Coordination And Agreement In Distributed Systems

In the absence of errors, the problem of distributed coordination is essentially only the problem of ConcurrencyControl in a distributed environment, and we can adapt the approaches we have already seen for multiprocessors, first and foremost mutual exclusion. But we need to make sure that everything we use works when our only underlying communication mechanism is the transmission of messages. We also need to ensure that we no longer have as much control over the order of events: if a letter to a storage site can be treated as an atomic operation (if our hardware is properly configured), transferring a message to a network necessarily takes time. This can create confusion between widely distributed processors about when certain events occur or even in the order in which they occur. The common model in all cases: to build a successful distributed system across the Internet, it seems that you need an application that does not require centralized coordination, that allows newcomers to join easily and that evolves economically by paying attention to costs and benefits so that they are roughly balanced for most potential users. This also characterizes other large distributed systems such as UUCP (formerly) or various peer-to-peer content distribution systems (more recently). From a practical point of view, we can say that we have nothing against adopting the characteristics of our system that the real world actually has (such as timeouts or reliable watches).
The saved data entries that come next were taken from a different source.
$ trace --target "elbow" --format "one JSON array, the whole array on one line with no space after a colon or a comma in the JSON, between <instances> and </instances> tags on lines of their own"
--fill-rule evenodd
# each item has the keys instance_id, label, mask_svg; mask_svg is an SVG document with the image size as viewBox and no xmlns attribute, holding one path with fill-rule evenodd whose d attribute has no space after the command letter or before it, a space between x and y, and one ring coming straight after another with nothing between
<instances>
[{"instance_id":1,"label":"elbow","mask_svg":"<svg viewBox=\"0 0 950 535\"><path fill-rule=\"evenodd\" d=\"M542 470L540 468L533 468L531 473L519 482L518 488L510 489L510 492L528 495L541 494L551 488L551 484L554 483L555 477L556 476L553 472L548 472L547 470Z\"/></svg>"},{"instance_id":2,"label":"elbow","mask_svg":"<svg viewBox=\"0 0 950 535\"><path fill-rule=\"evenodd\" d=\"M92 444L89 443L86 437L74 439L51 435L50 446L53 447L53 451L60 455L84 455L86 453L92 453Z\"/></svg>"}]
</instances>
This gives us a more useful model and allows the use of standard coordination algorithms of the types described in Chapter 18 of SGG. The SMTP messaging system.

This is used for packet management, which is the web for the DNS: a storage and transfer system that is implemented at high level in the protocol stack and not in routers. Reliability is important (two generalities happen here, because my email server can only delete an outgoing message once your email server is sure to have it saved), but it is not necessary for most to do some kind of global coordination or consistency. There are three main methods for considering distributed systems, each offering a slightly different perspective from the others. The Domain Name System (DNS). Essentially a large hierarchical database for translating domain names like www.cs.yale.edu in IP addresses like 128.36.229.30. The underlying mechanism is that the user transmits RPC-type queries via a name server structure, first the name server for .edu, then for .yale.edu, then the .cs.yale.edu and finally the destination host. The margin of error is achieved through replication, scalability through storage and healthy profitability, carefully attributing most of the cost of a query to an organization that handles receiving the user`s response (i.e., Yale ITS runs the .yale.edu name server). Note that very little coordination is required: domain records do not change very quickly and can be published in a central location. Even more practically, we can adopt the principle: “If we create this right, we do not need algorithms”1 and we are targeting distributed systems that do not require much global coordination or coherence. Most of the distributed systems we use fall into the latter category. The failure of the coordinator is more difficult.

About Bob Bergey

Bob has been driving motorcoaches since 2002, in every state east of the Mississippi and a few west, as well as the four southeastern-most provinces of Canada. In addition to driving, he's an avid photographer (and former professional), enjoys writing and technology.